Jan 22, 2017 News
– Lawyers file written submissions, claim rights of citizen not restricted by two term limit.
Among the questions being asked by Attorneys representing the State in the Appeal case in the third
term Presidential case is the meaning of the clause “sovereignty belongs to the people” found in Article 9 of the Constitution of Guyana.
That clause among others is the basis by which Cedric Richardson, a resident of Georgetown won a court case, after he challenged the legal limitation of a Guyanese President in 2014.
Former Chief Justice Ian Chang had ruled that an elected President can run for more than two terms.
The ruling, based on Richardson’s Constitutional challenge, was filed in February, 2014. The applicant argued that Act 17 of 2001, which was passed by a two-thirds majority of the National Assembly, unconstitutionally curtails and restricts his sovereign and democratic rights and freedom as a qualified elector to elect former President Bharrat Jagdeo as the Executive President of the Cooperative Republic of Guyana.
Richardson had contended that the limit was unconstitutional and illegal.
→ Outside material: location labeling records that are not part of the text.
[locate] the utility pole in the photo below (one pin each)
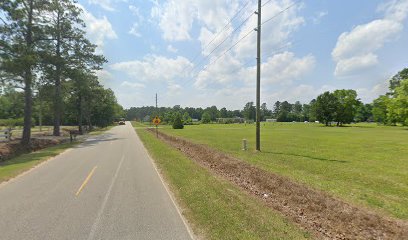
(157, 132)
(258, 79)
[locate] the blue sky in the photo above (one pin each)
(170, 47)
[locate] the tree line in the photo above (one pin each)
(338, 107)
(48, 67)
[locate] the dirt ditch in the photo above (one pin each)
(321, 214)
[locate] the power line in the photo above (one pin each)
(223, 41)
(237, 42)
(227, 26)
(276, 15)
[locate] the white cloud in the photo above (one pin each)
(105, 4)
(282, 68)
(98, 29)
(356, 50)
(368, 95)
(285, 67)
(132, 85)
(319, 16)
(155, 68)
(135, 30)
(176, 18)
(172, 49)
(275, 33)
(173, 89)
(104, 76)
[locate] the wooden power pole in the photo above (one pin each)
(258, 79)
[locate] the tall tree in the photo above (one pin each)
(396, 80)
(347, 103)
(63, 31)
(249, 111)
(398, 106)
(20, 32)
(325, 107)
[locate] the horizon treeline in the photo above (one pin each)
(339, 107)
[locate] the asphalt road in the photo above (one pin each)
(106, 188)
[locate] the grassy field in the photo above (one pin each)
(216, 208)
(364, 164)
(22, 163)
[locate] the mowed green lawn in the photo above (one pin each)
(364, 164)
(216, 208)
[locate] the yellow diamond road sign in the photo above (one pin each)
(156, 120)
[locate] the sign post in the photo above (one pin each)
(156, 121)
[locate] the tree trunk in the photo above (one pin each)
(28, 105)
(58, 97)
(57, 106)
(80, 107)
(28, 79)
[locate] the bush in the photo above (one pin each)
(18, 122)
(206, 118)
(177, 122)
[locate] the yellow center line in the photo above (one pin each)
(86, 181)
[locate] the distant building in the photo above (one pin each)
(146, 118)
(230, 120)
(271, 120)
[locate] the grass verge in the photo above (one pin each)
(216, 208)
(15, 166)
(364, 164)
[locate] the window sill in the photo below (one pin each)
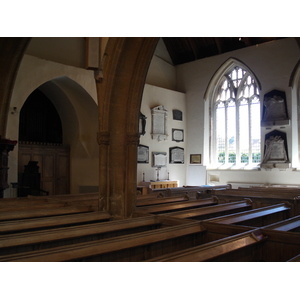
(252, 167)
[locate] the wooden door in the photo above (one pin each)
(54, 166)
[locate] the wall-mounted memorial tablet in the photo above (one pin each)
(275, 109)
(177, 115)
(142, 124)
(143, 154)
(275, 148)
(159, 159)
(176, 155)
(159, 123)
(177, 135)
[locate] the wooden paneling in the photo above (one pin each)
(54, 166)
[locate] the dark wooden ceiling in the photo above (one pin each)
(186, 49)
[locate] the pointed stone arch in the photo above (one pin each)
(230, 63)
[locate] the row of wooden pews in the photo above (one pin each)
(182, 227)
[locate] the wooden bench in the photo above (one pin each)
(169, 207)
(52, 222)
(220, 250)
(291, 224)
(154, 201)
(280, 246)
(37, 213)
(258, 217)
(260, 199)
(295, 259)
(131, 247)
(212, 211)
(193, 192)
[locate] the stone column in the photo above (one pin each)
(120, 87)
(5, 147)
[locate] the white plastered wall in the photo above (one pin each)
(152, 97)
(272, 63)
(73, 92)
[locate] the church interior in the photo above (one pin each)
(150, 149)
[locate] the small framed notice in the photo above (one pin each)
(143, 154)
(177, 135)
(195, 159)
(159, 159)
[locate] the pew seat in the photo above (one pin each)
(169, 207)
(212, 211)
(256, 217)
(291, 224)
(155, 201)
(215, 250)
(131, 247)
(52, 222)
(36, 213)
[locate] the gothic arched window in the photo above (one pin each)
(236, 119)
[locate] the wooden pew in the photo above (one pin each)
(53, 222)
(260, 198)
(291, 224)
(41, 206)
(255, 245)
(295, 259)
(241, 245)
(169, 207)
(256, 217)
(212, 211)
(154, 201)
(129, 247)
(90, 199)
(193, 192)
(37, 213)
(281, 246)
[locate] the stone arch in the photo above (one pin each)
(226, 66)
(209, 94)
(79, 122)
(119, 93)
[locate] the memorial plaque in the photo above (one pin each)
(176, 155)
(275, 148)
(159, 123)
(143, 154)
(177, 115)
(274, 109)
(177, 135)
(159, 159)
(142, 124)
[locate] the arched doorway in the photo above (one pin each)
(43, 160)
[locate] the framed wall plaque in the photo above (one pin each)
(177, 115)
(159, 123)
(159, 159)
(142, 124)
(176, 155)
(143, 154)
(177, 135)
(195, 159)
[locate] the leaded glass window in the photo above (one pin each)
(236, 119)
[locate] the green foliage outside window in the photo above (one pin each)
(244, 158)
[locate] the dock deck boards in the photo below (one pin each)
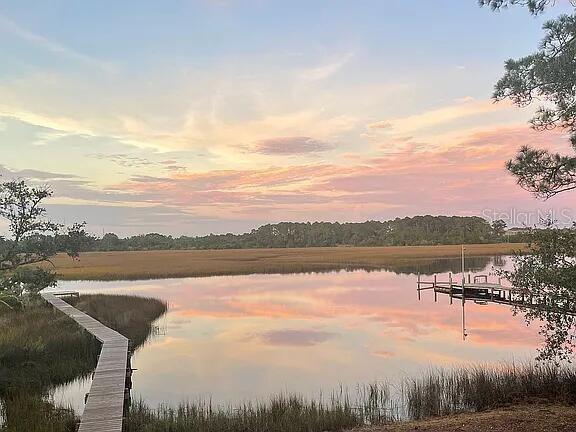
(104, 409)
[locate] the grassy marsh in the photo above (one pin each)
(41, 348)
(135, 265)
(437, 393)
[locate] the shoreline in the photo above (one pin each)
(143, 265)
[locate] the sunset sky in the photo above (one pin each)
(199, 116)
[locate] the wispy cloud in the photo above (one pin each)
(291, 146)
(52, 46)
(326, 70)
(462, 108)
(292, 337)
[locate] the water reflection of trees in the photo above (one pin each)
(445, 265)
(411, 266)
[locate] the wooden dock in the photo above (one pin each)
(109, 395)
(480, 291)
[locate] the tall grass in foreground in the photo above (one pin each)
(23, 412)
(439, 392)
(477, 388)
(283, 413)
(41, 347)
(130, 316)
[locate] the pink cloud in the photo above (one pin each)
(466, 178)
(291, 145)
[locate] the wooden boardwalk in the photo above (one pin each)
(105, 406)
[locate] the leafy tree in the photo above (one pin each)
(498, 228)
(548, 277)
(535, 6)
(31, 242)
(547, 76)
(548, 274)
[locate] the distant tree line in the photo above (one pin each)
(419, 230)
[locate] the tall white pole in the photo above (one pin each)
(463, 297)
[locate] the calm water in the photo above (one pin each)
(239, 338)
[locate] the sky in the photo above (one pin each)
(199, 116)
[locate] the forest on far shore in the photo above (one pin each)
(408, 231)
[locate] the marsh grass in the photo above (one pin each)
(140, 265)
(24, 412)
(41, 348)
(282, 413)
(482, 387)
(131, 316)
(439, 392)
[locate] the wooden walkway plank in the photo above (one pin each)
(104, 409)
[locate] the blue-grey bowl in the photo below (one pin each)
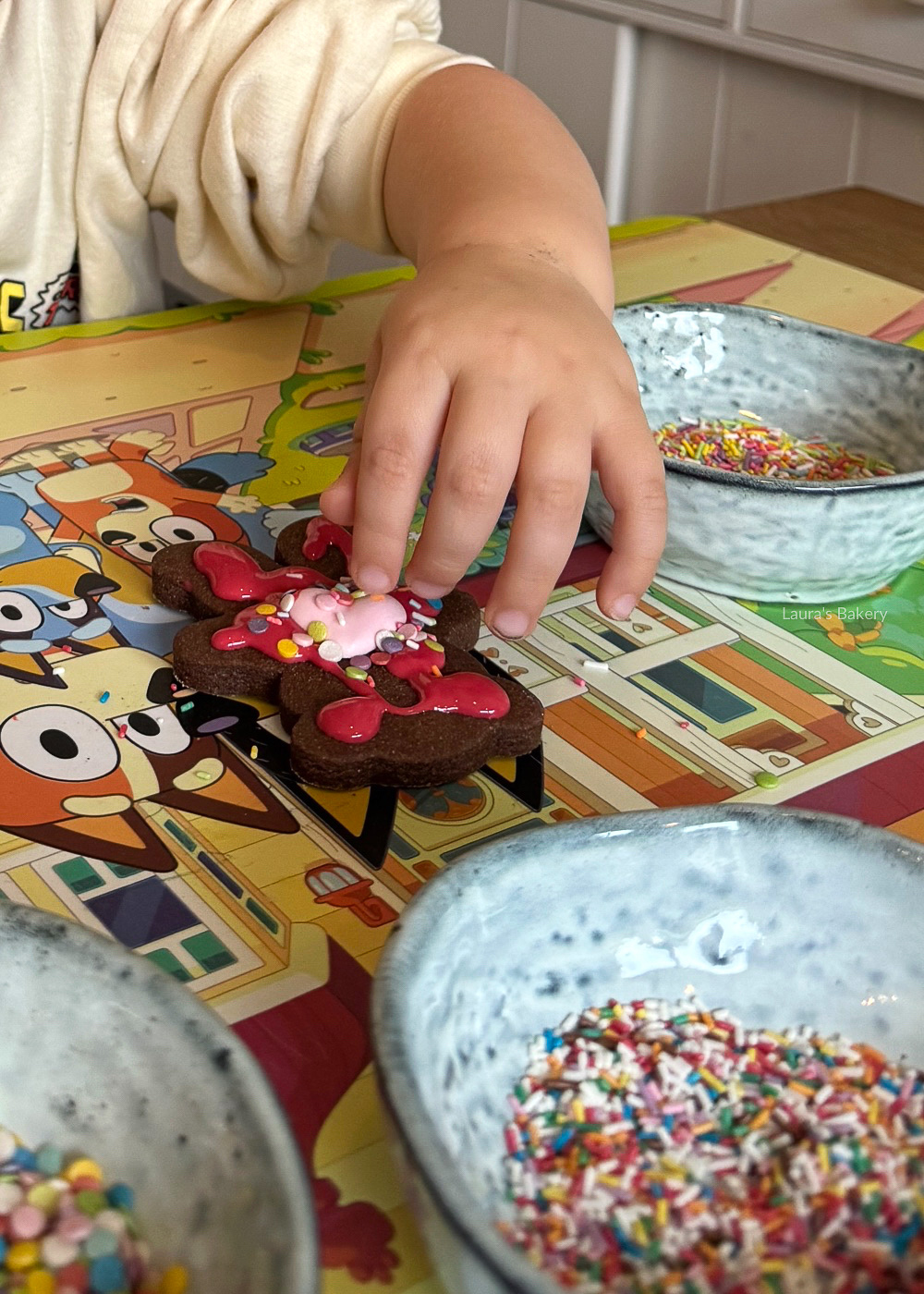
(766, 539)
(103, 1052)
(784, 918)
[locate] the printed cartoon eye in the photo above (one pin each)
(58, 743)
(157, 730)
(141, 552)
(180, 530)
(18, 614)
(74, 610)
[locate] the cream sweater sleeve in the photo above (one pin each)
(261, 126)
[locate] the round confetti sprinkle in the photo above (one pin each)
(734, 446)
(330, 650)
(64, 1232)
(662, 1147)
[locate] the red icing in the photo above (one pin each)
(320, 534)
(358, 718)
(235, 576)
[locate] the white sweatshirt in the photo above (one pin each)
(261, 126)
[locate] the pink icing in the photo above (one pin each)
(235, 576)
(364, 618)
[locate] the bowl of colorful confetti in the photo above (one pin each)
(794, 453)
(664, 1051)
(141, 1149)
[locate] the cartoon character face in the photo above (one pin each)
(140, 527)
(73, 767)
(49, 601)
(135, 507)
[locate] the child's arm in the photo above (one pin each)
(501, 353)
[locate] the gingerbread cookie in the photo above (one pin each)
(373, 689)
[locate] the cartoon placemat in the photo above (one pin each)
(171, 821)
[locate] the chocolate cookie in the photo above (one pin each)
(373, 689)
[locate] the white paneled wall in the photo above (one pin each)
(690, 105)
(725, 112)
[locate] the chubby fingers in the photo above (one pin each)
(479, 457)
(552, 487)
(401, 424)
(632, 478)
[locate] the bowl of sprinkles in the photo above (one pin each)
(794, 453)
(141, 1149)
(669, 1051)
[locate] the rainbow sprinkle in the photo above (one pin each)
(659, 1147)
(732, 446)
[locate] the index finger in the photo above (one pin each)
(632, 476)
(401, 429)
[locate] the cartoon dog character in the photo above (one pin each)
(75, 763)
(48, 598)
(131, 505)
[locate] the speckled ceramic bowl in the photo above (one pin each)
(103, 1052)
(772, 540)
(784, 918)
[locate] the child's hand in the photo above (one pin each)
(507, 366)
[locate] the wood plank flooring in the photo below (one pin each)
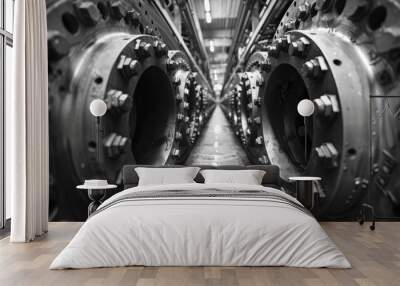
(375, 257)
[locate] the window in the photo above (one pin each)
(6, 65)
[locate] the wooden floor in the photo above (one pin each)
(375, 257)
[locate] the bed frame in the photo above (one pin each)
(271, 178)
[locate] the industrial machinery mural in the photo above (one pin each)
(345, 57)
(124, 53)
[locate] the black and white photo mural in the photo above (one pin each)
(143, 61)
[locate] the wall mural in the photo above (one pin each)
(343, 56)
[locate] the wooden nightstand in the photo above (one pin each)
(96, 194)
(304, 190)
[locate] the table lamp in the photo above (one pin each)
(98, 108)
(305, 108)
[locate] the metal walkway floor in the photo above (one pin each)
(217, 144)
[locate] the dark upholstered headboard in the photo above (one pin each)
(271, 178)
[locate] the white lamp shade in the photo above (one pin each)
(98, 107)
(305, 107)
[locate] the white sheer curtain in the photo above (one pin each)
(27, 124)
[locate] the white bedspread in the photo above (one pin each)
(200, 231)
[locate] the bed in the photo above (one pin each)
(198, 224)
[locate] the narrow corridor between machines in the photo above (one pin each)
(217, 145)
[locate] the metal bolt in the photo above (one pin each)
(118, 101)
(160, 48)
(289, 25)
(303, 12)
(176, 152)
(117, 10)
(132, 17)
(260, 81)
(143, 50)
(259, 140)
(180, 116)
(324, 5)
(273, 50)
(128, 67)
(266, 65)
(356, 10)
(148, 30)
(171, 65)
(58, 46)
(89, 13)
(327, 105)
(299, 47)
(315, 67)
(328, 154)
(263, 159)
(178, 135)
(283, 42)
(115, 145)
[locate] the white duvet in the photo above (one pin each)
(200, 231)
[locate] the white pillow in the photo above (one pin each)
(248, 177)
(162, 176)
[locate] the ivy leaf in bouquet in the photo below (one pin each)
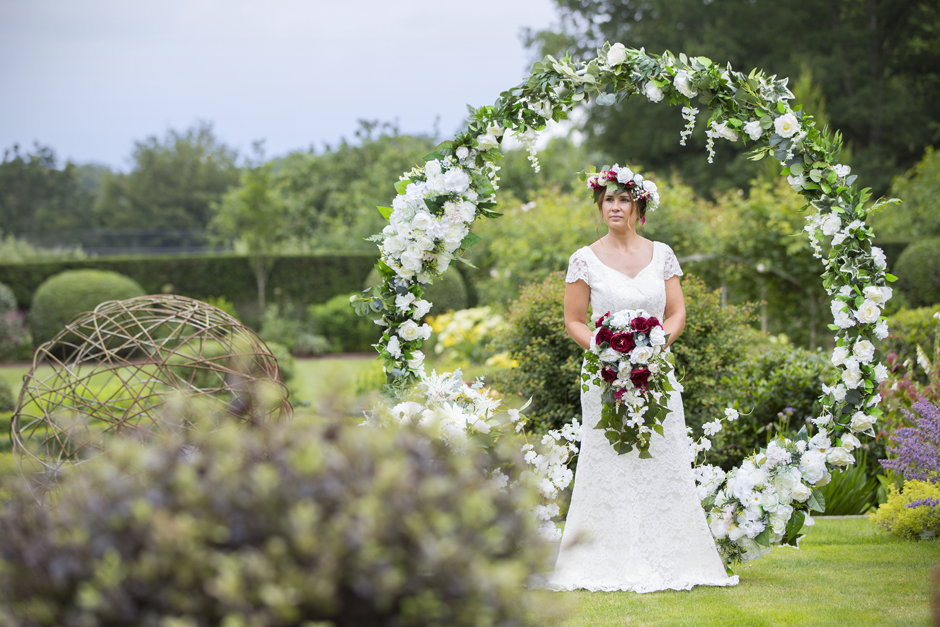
(629, 361)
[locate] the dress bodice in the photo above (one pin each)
(612, 290)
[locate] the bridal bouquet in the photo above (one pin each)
(629, 361)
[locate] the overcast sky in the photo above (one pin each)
(89, 77)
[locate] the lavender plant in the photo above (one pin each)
(917, 449)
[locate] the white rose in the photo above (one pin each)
(657, 336)
(864, 351)
(830, 225)
(422, 307)
(878, 294)
(432, 168)
(861, 421)
(840, 457)
(850, 442)
(617, 54)
(487, 142)
(722, 130)
(641, 354)
(813, 465)
(838, 355)
(416, 361)
(753, 130)
(653, 92)
(801, 492)
(869, 312)
(787, 125)
(456, 180)
(609, 355)
(683, 83)
(408, 331)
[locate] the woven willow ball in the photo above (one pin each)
(140, 366)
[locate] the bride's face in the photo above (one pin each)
(618, 210)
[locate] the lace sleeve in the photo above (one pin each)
(671, 265)
(578, 269)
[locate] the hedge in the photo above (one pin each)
(304, 279)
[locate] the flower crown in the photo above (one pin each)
(622, 179)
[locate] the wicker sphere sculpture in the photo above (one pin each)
(140, 366)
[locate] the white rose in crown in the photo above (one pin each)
(754, 130)
(787, 125)
(652, 92)
(878, 294)
(869, 312)
(683, 83)
(830, 225)
(861, 421)
(617, 54)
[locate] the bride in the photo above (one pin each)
(633, 524)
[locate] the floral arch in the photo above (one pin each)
(430, 218)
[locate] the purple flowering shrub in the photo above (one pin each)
(916, 450)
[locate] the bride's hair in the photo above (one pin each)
(640, 205)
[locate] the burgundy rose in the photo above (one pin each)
(640, 378)
(641, 325)
(622, 342)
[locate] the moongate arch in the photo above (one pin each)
(430, 218)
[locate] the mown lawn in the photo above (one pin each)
(847, 572)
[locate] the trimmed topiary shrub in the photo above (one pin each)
(64, 296)
(288, 525)
(918, 271)
(549, 370)
(346, 332)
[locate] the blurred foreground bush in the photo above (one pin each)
(284, 525)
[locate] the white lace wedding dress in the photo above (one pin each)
(634, 524)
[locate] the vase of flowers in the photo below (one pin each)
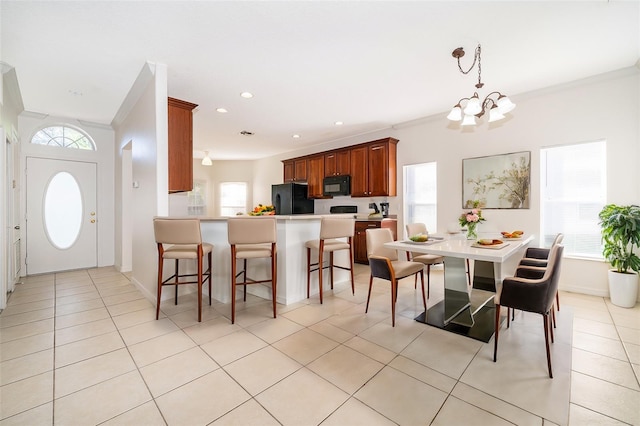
(261, 210)
(470, 220)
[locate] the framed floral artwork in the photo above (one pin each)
(497, 182)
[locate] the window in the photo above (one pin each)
(197, 200)
(233, 198)
(63, 136)
(420, 195)
(572, 192)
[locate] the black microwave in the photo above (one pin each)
(336, 185)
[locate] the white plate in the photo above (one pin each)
(418, 242)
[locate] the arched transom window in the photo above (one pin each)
(64, 137)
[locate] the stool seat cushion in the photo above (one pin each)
(329, 245)
(186, 251)
(253, 251)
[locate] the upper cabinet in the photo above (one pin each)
(315, 175)
(180, 145)
(295, 170)
(373, 169)
(371, 165)
(337, 163)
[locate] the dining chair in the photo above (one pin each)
(384, 264)
(180, 239)
(531, 295)
(426, 259)
(333, 231)
(538, 256)
(251, 238)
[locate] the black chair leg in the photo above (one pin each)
(369, 294)
(497, 330)
(546, 340)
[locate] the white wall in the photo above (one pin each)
(602, 107)
(102, 135)
(142, 122)
(10, 106)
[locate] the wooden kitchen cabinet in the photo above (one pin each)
(315, 175)
(360, 236)
(295, 170)
(337, 163)
(180, 122)
(373, 169)
(371, 165)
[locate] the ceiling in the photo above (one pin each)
(308, 64)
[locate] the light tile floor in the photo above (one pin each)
(84, 348)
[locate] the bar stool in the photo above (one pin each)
(251, 238)
(330, 230)
(184, 242)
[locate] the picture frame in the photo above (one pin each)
(497, 182)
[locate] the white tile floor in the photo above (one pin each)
(84, 348)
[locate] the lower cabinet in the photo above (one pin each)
(360, 236)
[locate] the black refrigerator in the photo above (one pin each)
(291, 198)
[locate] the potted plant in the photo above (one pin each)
(620, 227)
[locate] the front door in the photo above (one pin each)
(61, 215)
He also wanted the court to determine whether the amendment with a referendum should not have been held, instead of the two-thirds majority in the National Assembly having the powers to decide to limit the number of terms. After several months in the court, the former CJ ruled in favour of Richardson’s argument, setting the stage for Jagdeo to have a third term as President. However, the decision did not sit well with Attorney General Basil Williams and the APNU/AFC administration.
Ahead of the ruling next month, Attorneys representing the State have submitted the written arguments in which they identified the questions to be answered.
According to the legal document among the queries before the court, the lawyers representing the State are seeking clarification for the meaning of the clause “Democratic Sovereign State” in Article 1 of the Constitution of Guyana.
The document prepared by Attorney-at-Law Roysdale Forde, and filed at the Court of Appeal on Friday, outlined the respondent, (Richardson) contended that Act No. 17 of 2001 though it purported to amend Article 90 of the Constitution of Guyana by adding two Clauses to the said Article 90, had the effect and consequence of curtailing and diminishing the electorate’s choice of Presidential Candidate, by rendering ineligible the candidature of any person who had been re-elected once as President.
Richardson, through his attorneys, had submitted that the right to choose a Presidential Candidate for President of the Respondent’s or a citizen’s own choosing is a specie of the right of expression.
“It is also submitted that the exercise of a choice of a Presidential Candidate by the Respondent or a citizen occurs or culminates at the Ballot Box. It was therefore submitted that the right to choose a Presidential Candidate does not extend to the eligibility of or the disqualification of possible candidates for President,” the document underlined.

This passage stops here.